Incentivare la natalità, aprendo una linea di credito alle famiglie per ogni nuovo nato: una persona deve essere accompagnata nello studio e nella formazione, fino a quando diventa economicamente indipendente, e potrà restituire parte del ricevuto. Poi c’è una generazione di precari che rischiano di non avere una pensione decente. E’una discriminazione rispetto a lavoratori garantiti.

Come si può riequilibrare?

Con una previdenza che incentivi i lavoratori ad andare in pensione più tardi, visto che si vive più a lungo, per liberare risorse per chi è a rischio. Una scelta libera, si badi, non un obbligo.

La sua ricetta per il lavoro?

Si deve puntare sui contratti territoriali e aziendali, da affiancare a quelli nazionali. E’ il modo più serio ed efficace per ridistribuire la produttività e difendere anche il potere d’acquisto.

E per la giustizia?

Certezza del diritto e certezza della pena. Si discute tanto della separazione delle carriere dei magistrati, ma gli italiani chiedono che un processo civile non duri 10 anni e che non ci siano 10 milioni di cause pendenti.

Federalismo: è da cambiare la legge approvata dall’Ulivo proprio allo scadere della scorsa legislatura?

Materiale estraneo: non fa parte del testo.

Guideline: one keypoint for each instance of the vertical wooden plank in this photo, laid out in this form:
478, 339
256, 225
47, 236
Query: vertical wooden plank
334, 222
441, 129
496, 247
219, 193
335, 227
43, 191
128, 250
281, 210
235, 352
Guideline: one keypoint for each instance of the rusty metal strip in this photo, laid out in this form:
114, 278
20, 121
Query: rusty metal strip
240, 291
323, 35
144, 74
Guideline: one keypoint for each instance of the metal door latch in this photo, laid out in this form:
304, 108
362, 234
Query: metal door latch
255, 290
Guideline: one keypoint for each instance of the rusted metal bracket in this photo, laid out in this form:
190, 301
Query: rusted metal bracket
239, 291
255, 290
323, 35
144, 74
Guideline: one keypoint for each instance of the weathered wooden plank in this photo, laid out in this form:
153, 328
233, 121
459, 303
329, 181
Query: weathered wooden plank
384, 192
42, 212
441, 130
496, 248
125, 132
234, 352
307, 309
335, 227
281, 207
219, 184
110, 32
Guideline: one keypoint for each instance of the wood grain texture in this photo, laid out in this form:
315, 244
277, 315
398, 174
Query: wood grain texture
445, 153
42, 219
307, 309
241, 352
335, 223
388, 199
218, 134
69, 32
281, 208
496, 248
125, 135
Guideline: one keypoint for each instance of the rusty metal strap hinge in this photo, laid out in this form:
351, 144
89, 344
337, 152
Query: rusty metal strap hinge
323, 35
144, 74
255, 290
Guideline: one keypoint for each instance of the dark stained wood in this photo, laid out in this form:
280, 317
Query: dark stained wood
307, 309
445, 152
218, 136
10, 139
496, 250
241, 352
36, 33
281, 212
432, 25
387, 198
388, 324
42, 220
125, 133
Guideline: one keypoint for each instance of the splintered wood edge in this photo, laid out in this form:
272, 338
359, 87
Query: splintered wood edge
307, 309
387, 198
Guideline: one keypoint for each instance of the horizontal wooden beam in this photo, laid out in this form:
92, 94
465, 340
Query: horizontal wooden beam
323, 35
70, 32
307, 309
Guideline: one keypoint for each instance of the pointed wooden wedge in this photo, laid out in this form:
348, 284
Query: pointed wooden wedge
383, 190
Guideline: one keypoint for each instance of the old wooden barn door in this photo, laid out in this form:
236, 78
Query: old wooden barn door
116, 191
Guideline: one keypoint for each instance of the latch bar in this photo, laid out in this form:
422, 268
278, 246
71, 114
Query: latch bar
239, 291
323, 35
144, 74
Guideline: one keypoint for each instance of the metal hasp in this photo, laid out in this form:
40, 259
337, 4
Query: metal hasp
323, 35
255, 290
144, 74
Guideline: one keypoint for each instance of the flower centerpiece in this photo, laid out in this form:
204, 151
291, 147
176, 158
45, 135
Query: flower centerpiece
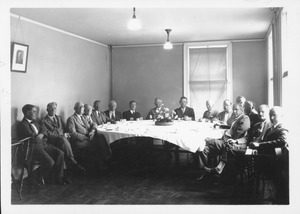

La più grande sciagura è la devoluzione. Spacca il Paese, fa esplodere la spesa, crea un nuovo centralismo regionale in omaggio al patto del Polo con Umberto Bossi. Ma noi dobbiamo verificare e migliorare la riforma fatta tre anni dall’Ulivo. C’è ancora confusione nelle competenze tra Stato e regioni; e si possono trasferire ai comuni nuove competenze, togliendole alle regioni. Non mi spavento certo se L’Unità titola:\" La destra applaude Rutelli\". Se la politica non si mette in discussione rispetto ai cambiamenti della società, non serve a niente. Non riusciremo a spostare voti incerti o moderati, nonostante la profonda delusione verso Silvio Berlusconi, se saremo ancora troppo condizionati dal \"no-ismo\". Io accetto la sfida culturale: la posta in gioco è il profilo riformista dell’Ulivo.

La sfida è anche generazionale? Alcuni invocano un ringiovanimento del ceto politico dell’Ulivo.

Penso che il problema esista. Bisognerà riattivare i canali di partecipazione. E questo favorirà anche l’avvento di una nuova generazione di politici.

Qual’ è il tempo necessario perché questo processo maturi?

Tempi strettissimi. Entro un anno dovremo ridisegnare l’architettura progettuale del nostro futuro governo.

Vi metterete d’accordo con Bertinotti?

Con lui faremo un nobile compromesso. E metteremo tutto nero su bianco. Ma l’agenda non sarà impostata da Rifondazione. Il riformismo del futuro è chiamato a governare e a risolvere i problemi, non a denunciarli.